Despite his willingness to invest in the sector beyond New Zealand, Selman pointed to the risks. “At home you have the government links you need to make investments work and there is alignment, including with financial incentives. Everyone is wanting the same outcome,” he said. He added that activity by foreign investors in social or affordable housing abroad has in the past seen local residents questioning investors’ motivation.

Until March, AustralianSuper had concentrated its efforts at home. In June 2020, AustralianSuper bought a 25% stake in Australian affordable housing developer Assemble Communities, in a deal which gave it two of five board seats, for an undisclosed sum. At the time, Towning said it anticipated investing “a couple of hundred million” dollars per year in the company’s new pipeline of new homes, which tenants rent for five years before having the option to buy. However, Towning declined to say how much the fund had invested since June 2020.  

Peter Hobbs, managing director of private markets at consultancy bfinance in London, told AsianInvestor that such risks meant a domestic market bias was still common for investors in the sector, which remains in its infancy.

“Most investors who want to do [residential] investments with a social impact end up doing it domestically. Why would a Dutch or French pension fund do it in the US when the perception is they should be worrying about supplying it at home?”

He contrasted this with investing to combat climate change. “It doesn’t matter [where you invest],” he said, pointing to the wide geographical range of investments by Danish and Nordic pension funds. “They are keen to invest in low-carbon strategies wherever they can,” he said.  

CHALLENGES AHEAD

The sector contains other investment challenges, too. Assemble Communities says it sets its margins a third lower than typical build-to-sell developments that do not feature affordable housing. In addition, build-to-rent developments typically charge a rental premium on comparable surrounding homes of between 20% and 30%, whereas affordable housing is offered below the average rental price. Despite these two apparent challenges, Towning said his return expectations for the affordable housing sector were not lower than for other residential property investments.
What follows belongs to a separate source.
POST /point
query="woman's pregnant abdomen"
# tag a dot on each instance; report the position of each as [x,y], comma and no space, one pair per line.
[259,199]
“We don’t look at it like that. At the end of the fifth year there is a further return [created by the sale of the home]. So, the internal rate of return is made up of some income and some capital gain,” he said, although he declined to say what the target IRR was on these investments.

Towning also noted that the sector featured the general risks associated with multi-family investing. “Building [blocks] from scratch, typically comprising 200 apartments in each building, means planning approval, construction risk and rental risk,” he said. In addition, there are specific credit risks associated with those who qualify for this type of housing. Towning said the fund spent a longer period of time screening eligible tenants to ensure both their financial circumstances and their attitude were right.

The Assemble Communities acquisition represented a departure from AustralianSuper’s preferred model of owning buildings outright or alongside other investors. But Towning said the ownership model was the best way to pursue its strategy of extending affordable home ownership for those on moderate incomes, rather than social housing, where the majority of peer investment and fund offerings – both in Australia and abroad – had traditionally focused.

Towning highlighted the benefits of providing long-term home ownership in Australia, where residential prices had grown significantly in recent years, far outstripping wage growth.

Despite the appeal of the affordable housing sector in ESG terms, Hobbs said that many investors were still waiting on the sidelines, uncertain about which of the affordable housing options best suited them. “There is a huge range of activities: is it social housing, is it housing for key workers, is it shared ownership, is it asylum-seekers’ [housing], is it women’s refuges? A lot of investors want to do something but they’re not sure what.”